US health-care spending will rise by as much as $66 billion a year by 2030 because of increased obesity if historic trends continue, researchers said.
Almost 100 million Americans and 15 million Britons are already considered obese, based on body-mass index, a ratio of weight to height, Y Claire Wang, an epidemiologist at Columbia University’s Mailman School of Public Health in New York, said yesterday at a London news conference.
Another 65 million American adults and another 11 million British adults would join them in the next two decades based on past trends, said Wang, one of the authors of a four-part series on obesity published in today’s Lancet. The increased cost represents about 2.6 per cent of the US’s annual health-care bill. In the UK, costs would rise as much as £2 billion ($3.3 billion) a year, or 2 per cent of yearly health spending.

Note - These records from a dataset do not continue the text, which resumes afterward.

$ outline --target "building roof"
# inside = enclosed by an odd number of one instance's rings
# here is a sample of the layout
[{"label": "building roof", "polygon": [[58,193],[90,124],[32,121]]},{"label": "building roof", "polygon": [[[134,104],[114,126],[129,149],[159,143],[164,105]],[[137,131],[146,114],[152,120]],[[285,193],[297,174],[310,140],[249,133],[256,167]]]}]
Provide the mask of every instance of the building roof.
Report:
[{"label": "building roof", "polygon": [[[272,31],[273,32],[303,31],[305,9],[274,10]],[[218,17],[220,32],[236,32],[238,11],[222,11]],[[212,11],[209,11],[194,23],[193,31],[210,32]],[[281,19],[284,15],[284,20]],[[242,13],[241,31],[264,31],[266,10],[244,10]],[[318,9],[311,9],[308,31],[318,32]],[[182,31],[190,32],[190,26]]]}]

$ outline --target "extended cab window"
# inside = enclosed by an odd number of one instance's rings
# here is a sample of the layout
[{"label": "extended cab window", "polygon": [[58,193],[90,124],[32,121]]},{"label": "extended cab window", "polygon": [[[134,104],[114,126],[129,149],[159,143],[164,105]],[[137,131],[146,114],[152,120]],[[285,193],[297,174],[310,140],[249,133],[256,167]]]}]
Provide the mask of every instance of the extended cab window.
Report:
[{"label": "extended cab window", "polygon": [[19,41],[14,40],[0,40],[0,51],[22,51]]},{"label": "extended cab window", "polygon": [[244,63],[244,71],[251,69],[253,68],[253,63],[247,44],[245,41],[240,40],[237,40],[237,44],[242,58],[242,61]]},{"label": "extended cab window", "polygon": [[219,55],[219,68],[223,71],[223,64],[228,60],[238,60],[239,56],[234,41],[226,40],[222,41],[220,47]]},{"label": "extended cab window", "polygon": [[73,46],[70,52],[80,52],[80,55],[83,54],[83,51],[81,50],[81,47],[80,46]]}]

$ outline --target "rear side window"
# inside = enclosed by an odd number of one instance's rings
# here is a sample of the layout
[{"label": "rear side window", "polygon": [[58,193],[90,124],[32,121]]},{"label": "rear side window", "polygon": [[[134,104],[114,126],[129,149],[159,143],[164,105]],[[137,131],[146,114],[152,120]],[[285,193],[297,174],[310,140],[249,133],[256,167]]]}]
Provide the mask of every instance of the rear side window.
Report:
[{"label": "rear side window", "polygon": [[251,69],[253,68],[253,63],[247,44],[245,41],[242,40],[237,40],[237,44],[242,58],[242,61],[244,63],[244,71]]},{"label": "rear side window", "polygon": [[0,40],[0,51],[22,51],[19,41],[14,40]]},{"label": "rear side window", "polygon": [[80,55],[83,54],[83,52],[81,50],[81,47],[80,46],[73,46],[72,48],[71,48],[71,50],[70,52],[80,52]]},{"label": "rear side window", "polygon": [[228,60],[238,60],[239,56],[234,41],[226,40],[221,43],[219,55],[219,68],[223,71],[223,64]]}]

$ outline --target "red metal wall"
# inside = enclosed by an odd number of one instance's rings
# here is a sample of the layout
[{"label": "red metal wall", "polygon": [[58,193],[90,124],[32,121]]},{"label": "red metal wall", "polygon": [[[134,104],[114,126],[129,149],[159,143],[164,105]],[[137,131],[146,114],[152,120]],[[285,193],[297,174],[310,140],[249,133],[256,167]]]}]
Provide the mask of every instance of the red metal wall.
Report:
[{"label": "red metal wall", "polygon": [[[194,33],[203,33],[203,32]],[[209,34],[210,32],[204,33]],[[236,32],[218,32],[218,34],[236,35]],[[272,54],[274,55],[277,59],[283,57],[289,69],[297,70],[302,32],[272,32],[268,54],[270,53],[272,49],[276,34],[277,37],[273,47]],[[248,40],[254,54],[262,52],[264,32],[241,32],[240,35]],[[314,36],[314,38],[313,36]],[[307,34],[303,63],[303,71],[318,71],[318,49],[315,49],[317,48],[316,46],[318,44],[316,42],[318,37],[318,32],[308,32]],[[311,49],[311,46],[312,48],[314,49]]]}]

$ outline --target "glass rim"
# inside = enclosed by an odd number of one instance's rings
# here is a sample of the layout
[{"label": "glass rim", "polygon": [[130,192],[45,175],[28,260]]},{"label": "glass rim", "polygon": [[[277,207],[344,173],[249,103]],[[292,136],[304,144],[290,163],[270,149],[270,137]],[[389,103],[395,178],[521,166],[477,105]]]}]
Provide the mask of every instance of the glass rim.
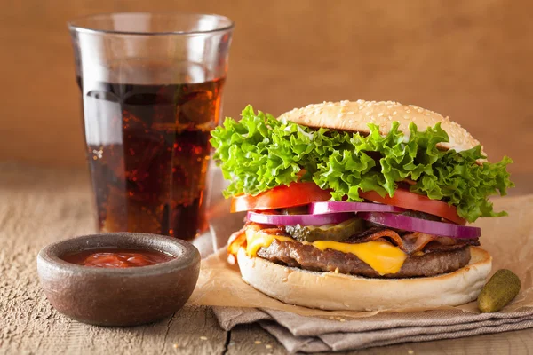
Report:
[{"label": "glass rim", "polygon": [[[227,21],[227,25],[222,26],[219,28],[216,28],[213,29],[207,30],[184,30],[184,31],[160,31],[160,32],[143,32],[143,31],[121,31],[116,29],[98,29],[91,28],[89,26],[84,26],[77,24],[78,22],[84,20],[96,19],[99,17],[110,17],[111,15],[170,15],[170,16],[211,16],[214,18],[225,20]],[[219,15],[216,13],[198,13],[198,12],[101,12],[101,13],[94,13],[91,15],[85,15],[77,17],[67,22],[67,26],[68,26],[68,29],[70,31],[81,32],[81,33],[88,33],[88,34],[100,34],[100,35],[128,35],[128,36],[169,36],[169,35],[205,35],[205,34],[212,34],[219,32],[227,32],[232,30],[235,24],[235,22],[228,17],[224,15]]]}]

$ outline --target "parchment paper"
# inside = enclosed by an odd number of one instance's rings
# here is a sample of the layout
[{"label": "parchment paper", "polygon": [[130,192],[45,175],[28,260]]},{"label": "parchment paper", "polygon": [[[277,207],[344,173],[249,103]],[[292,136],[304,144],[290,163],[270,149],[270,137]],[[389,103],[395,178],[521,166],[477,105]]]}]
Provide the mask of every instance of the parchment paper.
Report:
[{"label": "parchment paper", "polygon": [[[522,282],[520,294],[501,312],[516,312],[524,307],[533,307],[533,195],[505,197],[494,200],[495,210],[506,210],[508,217],[480,218],[474,225],[481,228],[481,248],[493,257],[492,272],[498,269],[510,269]],[[225,215],[216,218],[211,232],[213,241],[227,240],[243,220],[243,215]],[[220,244],[219,244],[220,245]],[[283,304],[274,300],[241,279],[238,267],[227,263],[225,248],[202,261],[196,288],[189,302],[195,304],[257,307],[291,312],[304,316],[342,316],[351,318],[370,317],[378,312],[322,311]],[[475,302],[457,307],[441,307],[469,312],[479,312]],[[425,310],[436,309],[426,308]],[[402,310],[417,312],[422,309]],[[394,310],[381,311],[397,312]]]}]

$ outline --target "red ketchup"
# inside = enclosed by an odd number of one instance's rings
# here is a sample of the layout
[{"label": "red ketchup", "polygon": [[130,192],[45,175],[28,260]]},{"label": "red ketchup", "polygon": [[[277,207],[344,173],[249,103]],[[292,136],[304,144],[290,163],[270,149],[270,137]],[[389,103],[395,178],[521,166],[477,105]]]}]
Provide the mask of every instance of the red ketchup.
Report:
[{"label": "red ketchup", "polygon": [[117,248],[93,248],[68,254],[61,259],[83,266],[124,268],[155,265],[171,261],[174,256],[156,250],[123,249]]}]

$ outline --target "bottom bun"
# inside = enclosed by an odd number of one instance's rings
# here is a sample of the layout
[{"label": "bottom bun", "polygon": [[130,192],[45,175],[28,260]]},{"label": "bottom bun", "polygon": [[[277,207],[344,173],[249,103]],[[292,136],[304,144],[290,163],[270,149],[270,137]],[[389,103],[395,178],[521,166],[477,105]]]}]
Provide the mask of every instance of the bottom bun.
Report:
[{"label": "bottom bun", "polygon": [[290,304],[322,310],[401,310],[452,306],[473,301],[485,284],[492,257],[470,247],[470,263],[453,272],[416,279],[369,279],[310,272],[250,257],[239,249],[243,280],[256,289]]}]

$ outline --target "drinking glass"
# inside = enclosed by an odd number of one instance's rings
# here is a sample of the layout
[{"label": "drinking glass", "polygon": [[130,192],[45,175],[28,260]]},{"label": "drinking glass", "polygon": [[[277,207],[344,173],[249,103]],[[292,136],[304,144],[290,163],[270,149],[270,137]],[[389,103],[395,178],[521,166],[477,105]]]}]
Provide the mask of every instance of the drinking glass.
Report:
[{"label": "drinking glass", "polygon": [[207,228],[210,130],[233,22],[110,13],[68,27],[99,230],[195,238]]}]

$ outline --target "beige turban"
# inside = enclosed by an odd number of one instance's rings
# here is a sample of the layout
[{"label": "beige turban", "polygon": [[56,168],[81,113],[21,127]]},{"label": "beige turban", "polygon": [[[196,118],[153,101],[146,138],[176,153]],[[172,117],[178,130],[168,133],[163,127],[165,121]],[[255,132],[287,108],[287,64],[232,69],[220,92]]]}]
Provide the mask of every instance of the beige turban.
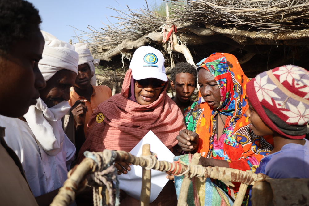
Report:
[{"label": "beige turban", "polygon": [[75,51],[78,54],[78,65],[87,63],[89,65],[91,71],[91,79],[90,84],[92,86],[95,86],[96,84],[96,79],[95,78],[95,66],[97,66],[100,63],[99,59],[94,59],[91,55],[90,51],[87,48],[88,43],[77,43],[73,45],[75,47]]},{"label": "beige turban", "polygon": [[74,46],[46,32],[41,31],[45,44],[43,58],[39,62],[39,68],[45,80],[47,81],[57,71],[63,69],[74,71],[77,75],[78,55]]}]

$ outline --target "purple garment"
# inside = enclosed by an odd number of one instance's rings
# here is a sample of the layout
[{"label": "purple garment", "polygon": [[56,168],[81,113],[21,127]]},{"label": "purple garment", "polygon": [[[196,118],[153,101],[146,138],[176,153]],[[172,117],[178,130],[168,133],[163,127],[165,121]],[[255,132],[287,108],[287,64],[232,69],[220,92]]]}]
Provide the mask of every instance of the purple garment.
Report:
[{"label": "purple garment", "polygon": [[263,158],[256,173],[274,179],[309,178],[309,141],[303,145],[290,143]]},{"label": "purple garment", "polygon": [[129,92],[129,96],[128,97],[128,99],[129,99],[135,102],[137,102],[136,101],[136,99],[135,98],[135,92],[134,91],[134,79],[133,79],[133,76],[132,76],[131,77],[131,84],[130,85],[130,92]]},{"label": "purple garment", "polygon": [[[281,150],[263,157],[255,173],[263,173],[273,179],[309,178],[309,140],[303,145],[290,143]],[[251,192],[249,206],[251,206]]]}]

“We are in an obesity and chronic disease crisis although it doesn’t feel like it,” Boyd Swinburn, a professor at Deakin University in Melbourne and another of the authors, said at the press conference. “It’s a little bit like the frog sitting in hot water — it doesn’t realise that it’s going to boil until it’s too late.”
Obesity rates have increased globally since the 1970s as changes in the food supply affect what people eat, Swinburn said. The condition has been driven primarily by the “passive over-consumption” of more processed, affordable, available and promoted food, he said.
UN MEETING
The United Nations will hold its first high-level meeting on non-communicable diseases in New York September 19-20 and government leaders there need to address the worldwide obesity epidemic, the researchers said.
“Governments certainly need to lead obesity prevention but so far few have shown any leadership,” said Steven Gortmaker, a professor at the Harvard School of Public Health in Boston and one of the authors of the Lancet report. “If we have no measures and don’t set any targets we’re not going to make a lot of progress.”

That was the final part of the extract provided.